Now, I would suspect many university-educated singers would think something similar to what I thought about going to therapy: “I probably know almost as much as a therapist about the voice, so this should be a piece of cake for me.” Especially if you took all the graduate-level courses in pedagogy at your university, like I had. I mean, I taught voice lessons, which couldn’t be all that different, right? Boy, oh boy, was I wrong.
I had already been exposed to some medical jargon about the voice that I didn’t understand at the doctor’s office, and I had a sneaking suspicion the voice therapist would have actually understood all that stuff if she had been there, but when it came to the basic function of the voice, I figured I was pretty much on par with one of them. Well…no. Therapists come from a whole different field than singers…a much more scientific field. Yes, we do learn about the voice, and yes, we do know a lot more than the average person if we’ve studied our pedagogy books well. We singers and teachers of singing can teach you how to use your voice with ease, but therapists (the good ones anyway) can actually take a broken voice and rehabilitate it to the point of complete ease in most cases of injury.

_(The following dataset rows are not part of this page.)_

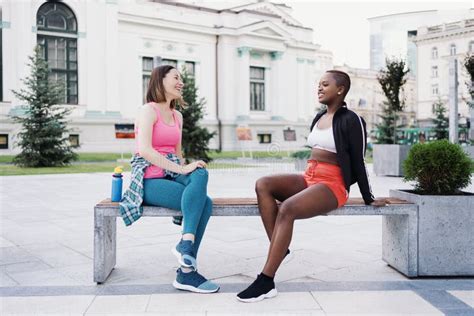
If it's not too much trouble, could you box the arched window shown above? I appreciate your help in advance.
[449,44,456,56]
[36,2,78,104]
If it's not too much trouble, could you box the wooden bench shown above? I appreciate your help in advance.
[94,198,418,283]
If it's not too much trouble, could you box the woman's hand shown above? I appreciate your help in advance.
[183,160,207,174]
[370,199,388,207]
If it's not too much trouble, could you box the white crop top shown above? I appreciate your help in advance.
[307,122,337,154]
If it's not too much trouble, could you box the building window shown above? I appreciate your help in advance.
[250,67,265,111]
[257,134,272,144]
[0,134,8,149]
[160,59,178,68]
[142,57,153,103]
[36,2,78,104]
[69,134,80,148]
[431,66,438,78]
[184,61,196,78]
[449,44,456,56]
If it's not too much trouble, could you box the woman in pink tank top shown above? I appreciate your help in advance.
[135,65,219,293]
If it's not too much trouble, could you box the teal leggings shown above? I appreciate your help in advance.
[143,168,212,257]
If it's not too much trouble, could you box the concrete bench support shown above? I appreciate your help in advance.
[94,198,418,283]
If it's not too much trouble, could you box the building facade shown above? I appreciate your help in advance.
[368,8,474,71]
[335,66,417,137]
[0,0,332,154]
[413,19,474,126]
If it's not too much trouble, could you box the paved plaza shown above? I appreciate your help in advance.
[0,160,474,315]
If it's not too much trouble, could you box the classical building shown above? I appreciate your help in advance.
[335,66,417,136]
[368,8,474,75]
[413,19,474,125]
[0,0,332,154]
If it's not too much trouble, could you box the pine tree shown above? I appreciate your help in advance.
[376,58,409,144]
[433,99,449,140]
[12,47,77,167]
[375,101,398,144]
[180,69,216,162]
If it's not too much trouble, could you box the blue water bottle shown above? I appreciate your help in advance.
[111,167,123,202]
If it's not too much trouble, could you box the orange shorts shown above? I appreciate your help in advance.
[303,159,349,207]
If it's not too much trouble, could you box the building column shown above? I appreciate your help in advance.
[105,0,120,112]
[269,51,286,121]
[236,46,251,120]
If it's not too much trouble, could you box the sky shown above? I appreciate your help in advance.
[193,0,474,68]
[286,0,474,68]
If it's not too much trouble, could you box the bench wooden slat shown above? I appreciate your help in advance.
[96,197,413,207]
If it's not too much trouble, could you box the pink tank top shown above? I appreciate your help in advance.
[135,107,181,179]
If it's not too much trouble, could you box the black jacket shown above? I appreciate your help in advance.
[311,103,374,204]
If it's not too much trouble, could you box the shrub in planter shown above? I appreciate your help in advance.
[403,140,471,195]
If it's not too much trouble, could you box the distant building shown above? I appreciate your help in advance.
[368,9,474,74]
[0,0,332,154]
[413,19,474,125]
[335,66,417,138]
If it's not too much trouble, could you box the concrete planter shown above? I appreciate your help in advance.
[295,159,308,171]
[373,144,411,177]
[388,190,474,276]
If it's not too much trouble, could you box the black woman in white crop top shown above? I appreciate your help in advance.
[237,70,386,302]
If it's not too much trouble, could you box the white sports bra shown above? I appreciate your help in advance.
[307,122,337,154]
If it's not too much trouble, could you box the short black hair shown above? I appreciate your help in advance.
[326,70,351,96]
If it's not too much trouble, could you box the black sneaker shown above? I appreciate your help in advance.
[237,274,278,303]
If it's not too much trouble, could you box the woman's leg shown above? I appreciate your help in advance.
[237,184,338,302]
[255,174,306,240]
[262,184,338,277]
[143,179,185,210]
[194,197,212,258]
[175,168,209,242]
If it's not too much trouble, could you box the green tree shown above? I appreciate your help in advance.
[376,58,409,144]
[433,99,449,140]
[180,69,216,161]
[11,47,77,167]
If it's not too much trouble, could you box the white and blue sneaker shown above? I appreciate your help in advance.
[171,239,197,270]
[173,268,220,293]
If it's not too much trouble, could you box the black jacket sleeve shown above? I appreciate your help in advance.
[348,115,374,205]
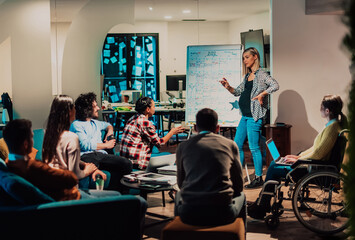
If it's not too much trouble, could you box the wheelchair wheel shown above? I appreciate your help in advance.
[265,215,280,230]
[292,171,349,234]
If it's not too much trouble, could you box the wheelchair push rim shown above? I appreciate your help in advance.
[292,171,349,235]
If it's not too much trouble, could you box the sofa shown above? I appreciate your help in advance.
[0,159,147,240]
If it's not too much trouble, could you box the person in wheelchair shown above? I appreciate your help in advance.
[248,95,348,219]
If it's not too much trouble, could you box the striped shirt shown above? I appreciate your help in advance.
[233,69,279,121]
[119,114,163,169]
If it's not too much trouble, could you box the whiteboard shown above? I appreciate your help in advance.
[185,44,242,127]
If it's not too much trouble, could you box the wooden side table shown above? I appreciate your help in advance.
[264,124,292,167]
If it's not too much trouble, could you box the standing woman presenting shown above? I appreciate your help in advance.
[220,48,279,188]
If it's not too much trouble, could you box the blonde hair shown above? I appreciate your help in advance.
[322,95,348,129]
[242,47,260,75]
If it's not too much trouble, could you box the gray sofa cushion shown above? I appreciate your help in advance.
[0,159,54,205]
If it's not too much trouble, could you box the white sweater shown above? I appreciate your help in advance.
[49,131,85,179]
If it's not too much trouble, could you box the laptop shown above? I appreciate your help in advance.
[146,154,176,172]
[266,138,292,165]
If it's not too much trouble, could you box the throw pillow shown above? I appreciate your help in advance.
[0,169,54,205]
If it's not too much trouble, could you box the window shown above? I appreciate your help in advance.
[101,33,159,103]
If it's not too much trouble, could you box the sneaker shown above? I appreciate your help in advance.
[247,201,266,220]
[245,177,264,189]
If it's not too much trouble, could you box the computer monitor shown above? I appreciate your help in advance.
[121,90,142,104]
[240,29,267,68]
[166,75,186,91]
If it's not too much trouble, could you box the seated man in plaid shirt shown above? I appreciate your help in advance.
[120,97,184,169]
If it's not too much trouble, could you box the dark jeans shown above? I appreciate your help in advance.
[175,192,246,226]
[81,152,132,192]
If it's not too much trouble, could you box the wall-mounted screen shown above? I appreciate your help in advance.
[185,44,242,127]
[240,29,267,68]
[166,75,186,91]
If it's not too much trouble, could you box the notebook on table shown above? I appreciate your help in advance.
[266,138,292,166]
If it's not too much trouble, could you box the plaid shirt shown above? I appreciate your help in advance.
[119,114,163,169]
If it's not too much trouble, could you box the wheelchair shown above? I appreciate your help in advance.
[257,130,349,235]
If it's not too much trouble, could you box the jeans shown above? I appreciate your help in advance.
[81,152,132,192]
[234,116,263,177]
[174,191,246,226]
[79,170,111,190]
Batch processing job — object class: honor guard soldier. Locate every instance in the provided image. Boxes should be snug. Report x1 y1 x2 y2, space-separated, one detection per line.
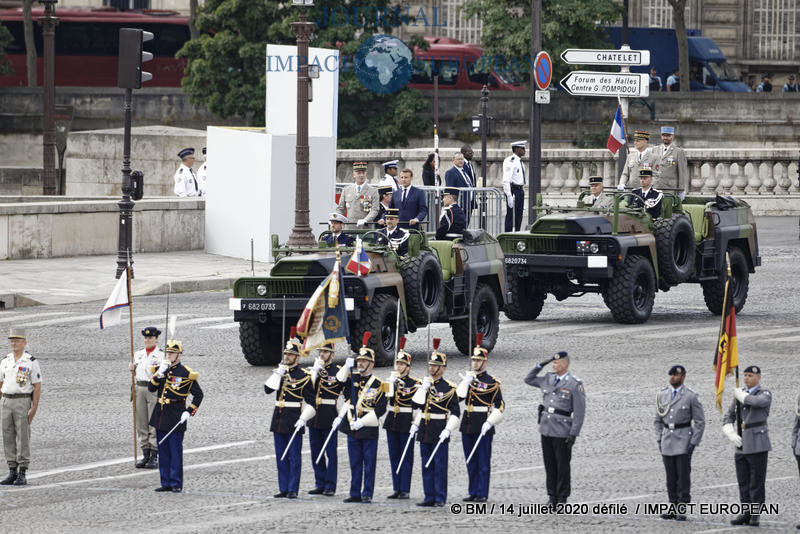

I guess what I’m trying to say is that we all have our roles to fill, and they are all important and deserve to be respected. So, I had decided that while I thought I wouldn’t really learn anything new at therapy, I would follow her instruction without question and see where it got me. That was the best decision I’ve ever made.
On my first visit, she did an assessment of my voice. She measured the pitch where I spoke, the intensity, clarity, resonance, and duration of my speaking voice. She determined I spoke too low…which I had been told before by proponents of the “sopranos should sound like sopranos when they talk” school of thought. She also discovered my duration (the length of time I can sustain a single pitch in my speaking range) was several seconds below the average (15 seconds for me instead of the average 25 seconds)…which is a bit disheartening for a singer to hear. She also said my measurements lined up with my diagnosis, but that I had “a lot of voice to work with” so her prognosis for recovery was very good. Then she gave me some exercises that she recorded and put on a CD for me to take home and practice a few times every day. The exercises were more like “speaking” exercises. As she said, she didn’t want me to go into my “singer mode.” The exercises were nothing fancy. In fact, my singer brain kinda laughed at them a little bit because they were so easy and simplistic. But, as I was determined to get better, I followed her instructions and did my exercises every day about four to five times a day. And, much to the surprise of my mocking singer-brain, they worked! I went back the next week, and my measurements were already a lot better. I got another CD, practiced it three to four times a day (it was longer than the first one) and got better some more. My voice was getting less fatigued at work, and I was straining a little less than usual to talk. I wasn’t singing at all during this time, as I thought it would be better to re-learn how to walk before I re-learn how to run. I was limiting my talking in general to cut down on the fatigue, but I was noticing some good improvements already. A month went by, and I was even better, another month went by, and my voice was feeling almost normal…which was something I hadn’t felt for years.